Window Capture Transparency (no color-key)

dacoder

Member
Color-key (chroma-key) works great when the object is to just remove certain colors from a scene. But for accurately using overlays, alpha channels need to exist in the produced image. While coding with Java, I found that transparent windows (with images painted on them e.g. a splash screen) would show up black!

My suggestion: if possible, allow window capturing with alpha in it. So that people can window capture something with transparency, without having to use color-key to color it out. I am unaware of how window capture works, if it is just a sub-region on the screen dictated by frame sizes, or actually grabbing the content of a frame from it.

My interest in this subject is because: my program would be x10 better if the user could just signify an image (with alpha) and have that drawn to my window frame, and have the window frame's background be transparent. Then all they have to do is use OBS to capture the window and its alpha. Also: color-key is NOT a viable option here, since I have a fade-in / fade-out effect, and dropshadows in images etc. With color-key the produced image is either full alpha or none.

And why do transparent windows get captured as black screens?

If the dev's want: I can supply a quick demonstration application, consisting of a JFrame that is transparent with an alpha image painted to it. This would allow you to see first-hand what is causing the black screen, or even testing the implementation.
 

dacoder

Member
HomeWorld said:
Did you tried enabling "Capture Layered Windows" in the window/monitor capture settings?

This did not fix the issue. Alpha is still not being captured. This just captures all windows above it apparently.
 

dacoder

Member
HomeWorld said:
If I got it right, there's no way to do that. (not obs fault but a windows limitation)

Oh man, I wonder how I can get this working then... can color-key change dynamically, such as I can send OBS color ints, and have it set the color-key to that? Can there be some way of setting colors that are similar (e.g. darker red vs red) to have a different alpha value? As I understand OBS's color-key it is either full alpha, or none.

I need my application to support fading, maybe I could interact with OBS specifically? Like send it an image at every frame update? Could be feasible...
 

dodgepong

Administrator
Community Helper
The OBS rewrite will support applying shaders to sources, so if a source is opaque, I believe you will be able to apply alpha transparency to it in OBS, for what that's worth. I know that doesn't help the capture of translucent windows itself, but it's something.
 

dacoder

Member
dodgepong said:
The OBS rewrite will support applying shaders to sources, so if a source is opaque, I believe you will be able to apply alpha transparency to it in OBS, for what that's worth. I know that doesn't help the capture of translucent windows itself, but it's something.

So, can you capture transparency from Game Capture?
 

dodgepong

Administrator
Community Helper
I'm not sure what you mean by "capture transparency" with regard to game capture, but you will be able to make the game capture itself transparent.
 

dacoder

Member
dodgepong said:
I'm not sure what you mean by "capture transparency" with regard to game capture, but you will be able to make the game capture itself transparent.

Lets say this: OpenGL's background color (the no object color) is set to green. And I have a green object in the foreground, it is drawn center frame. If I capture the game, only the green object should show, because the green background should be interpolated in OBS as alpha. (of course that should just be an option, not always on)

You cannot use color-key in this instance, because lets say that box in the center is now a different color (red). This of course would work great with color-key, but what if it has a drop-shadow? Then how do you take that slightly darker green, and change it to slightly darker alpha? You can get this pretty close with good color-key settings, such as fiddling with similarity or blending.

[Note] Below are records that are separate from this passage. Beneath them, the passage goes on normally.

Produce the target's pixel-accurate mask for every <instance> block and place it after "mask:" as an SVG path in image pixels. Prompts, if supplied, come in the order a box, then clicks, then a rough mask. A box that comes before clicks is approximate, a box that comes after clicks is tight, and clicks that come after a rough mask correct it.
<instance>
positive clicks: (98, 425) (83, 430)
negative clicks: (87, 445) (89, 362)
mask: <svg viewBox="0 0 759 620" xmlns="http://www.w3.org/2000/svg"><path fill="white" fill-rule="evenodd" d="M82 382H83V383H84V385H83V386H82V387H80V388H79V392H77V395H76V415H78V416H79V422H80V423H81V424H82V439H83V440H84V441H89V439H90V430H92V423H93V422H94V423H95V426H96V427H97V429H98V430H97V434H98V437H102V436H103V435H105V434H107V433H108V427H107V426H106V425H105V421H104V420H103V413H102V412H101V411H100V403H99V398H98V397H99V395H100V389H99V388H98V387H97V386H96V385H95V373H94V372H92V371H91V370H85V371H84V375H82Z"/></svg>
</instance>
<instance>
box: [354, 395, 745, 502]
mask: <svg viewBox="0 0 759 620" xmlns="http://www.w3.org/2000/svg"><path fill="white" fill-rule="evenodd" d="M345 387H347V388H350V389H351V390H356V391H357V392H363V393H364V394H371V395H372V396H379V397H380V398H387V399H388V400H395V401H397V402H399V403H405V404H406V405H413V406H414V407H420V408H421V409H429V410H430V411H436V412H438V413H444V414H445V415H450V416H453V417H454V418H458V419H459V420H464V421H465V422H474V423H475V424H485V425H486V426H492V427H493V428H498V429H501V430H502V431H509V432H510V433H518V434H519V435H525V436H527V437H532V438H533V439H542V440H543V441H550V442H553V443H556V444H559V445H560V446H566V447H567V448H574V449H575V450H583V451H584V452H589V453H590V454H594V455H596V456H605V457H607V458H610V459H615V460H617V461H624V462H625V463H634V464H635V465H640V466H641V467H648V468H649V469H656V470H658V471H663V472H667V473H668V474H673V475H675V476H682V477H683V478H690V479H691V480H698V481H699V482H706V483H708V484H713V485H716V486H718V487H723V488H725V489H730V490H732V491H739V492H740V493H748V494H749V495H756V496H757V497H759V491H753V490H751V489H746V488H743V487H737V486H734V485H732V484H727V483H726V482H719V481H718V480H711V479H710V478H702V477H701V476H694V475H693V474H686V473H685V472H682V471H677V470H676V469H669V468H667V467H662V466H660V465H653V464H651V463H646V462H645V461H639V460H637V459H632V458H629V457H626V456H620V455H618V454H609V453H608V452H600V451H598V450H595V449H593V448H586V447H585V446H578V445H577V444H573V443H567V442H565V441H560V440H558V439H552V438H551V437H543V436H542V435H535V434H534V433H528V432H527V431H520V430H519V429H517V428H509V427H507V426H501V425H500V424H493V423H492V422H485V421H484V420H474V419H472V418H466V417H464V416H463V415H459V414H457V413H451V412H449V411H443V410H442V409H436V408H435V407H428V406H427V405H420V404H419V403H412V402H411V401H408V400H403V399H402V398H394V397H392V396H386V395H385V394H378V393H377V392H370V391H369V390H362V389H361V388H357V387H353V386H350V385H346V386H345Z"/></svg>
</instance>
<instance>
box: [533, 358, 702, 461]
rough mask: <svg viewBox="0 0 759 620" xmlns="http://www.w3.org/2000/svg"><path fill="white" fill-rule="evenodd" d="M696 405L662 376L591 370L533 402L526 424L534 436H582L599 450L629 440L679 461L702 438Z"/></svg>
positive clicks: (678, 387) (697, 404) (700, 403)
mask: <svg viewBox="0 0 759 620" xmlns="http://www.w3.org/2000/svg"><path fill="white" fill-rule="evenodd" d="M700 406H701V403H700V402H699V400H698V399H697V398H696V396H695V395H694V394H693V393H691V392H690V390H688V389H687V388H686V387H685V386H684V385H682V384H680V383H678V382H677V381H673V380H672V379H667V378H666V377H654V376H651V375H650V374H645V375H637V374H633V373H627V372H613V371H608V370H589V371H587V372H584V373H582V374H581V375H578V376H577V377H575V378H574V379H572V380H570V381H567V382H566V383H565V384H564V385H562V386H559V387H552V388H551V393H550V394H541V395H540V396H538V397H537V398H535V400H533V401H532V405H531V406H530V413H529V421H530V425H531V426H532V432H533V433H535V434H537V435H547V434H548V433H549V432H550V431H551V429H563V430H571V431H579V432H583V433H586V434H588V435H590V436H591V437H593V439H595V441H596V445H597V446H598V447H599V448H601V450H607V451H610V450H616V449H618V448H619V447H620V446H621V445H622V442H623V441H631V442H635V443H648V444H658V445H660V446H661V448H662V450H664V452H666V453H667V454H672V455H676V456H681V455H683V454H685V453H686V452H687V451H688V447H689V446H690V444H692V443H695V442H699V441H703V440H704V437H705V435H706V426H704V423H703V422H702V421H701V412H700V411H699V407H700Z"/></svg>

But this is something that is very hard to setup, especially for a user who doesn't even know what color-key is...

I do not know if this is possible, but it would be nice to have.
 

dodgepong

Administrator
Community Helper
No, that's not possible.

But I'm going to take a stab in the dark at what I think you actually want: graphical overlays with alpha transparency. This is typically accomplished by means of a system called key + fill. You have 2 sources: a "fill", or color channel, which is basically your graphic that you want overlaid, and a "key", or alpha channel, which is basically a grayscale graphic where the black parts are transparent, the white parts are opaque, and the gray parts represent different levels of translucency. This image is a bit small and hard to see, but you can kind of make out what it does.

The OBS rewrite will support key + fill.
 

dacoder

Member
dodgepong said:
No, that's not possible.

But I'm going to take a stab in the dark at what I think you actually want: graphical overlays with alpha transparency. This is typically accomplished by means of a system called key + fill. You have 2 sources: a "fill", or color channel, which is basically your graphic that you want overlaid, and a "key", or alpha channel, which is basically a grayscale graphic where the black parts are transparent, the white parts are opaque, and the gray parts represent different levels of translucency. This image is a bit small and hard to see, but you can kind of make out what it does.

The OBS rewrite will support key + fill.

Ah I have heard of this technique before, that sounds do-able.
So my only request for that feature is this: allow two window (or game) captures, one for the key, and one for the filter. I can easily support that, by having two windows open (the greyscale one not visible) and have the user grab both frames.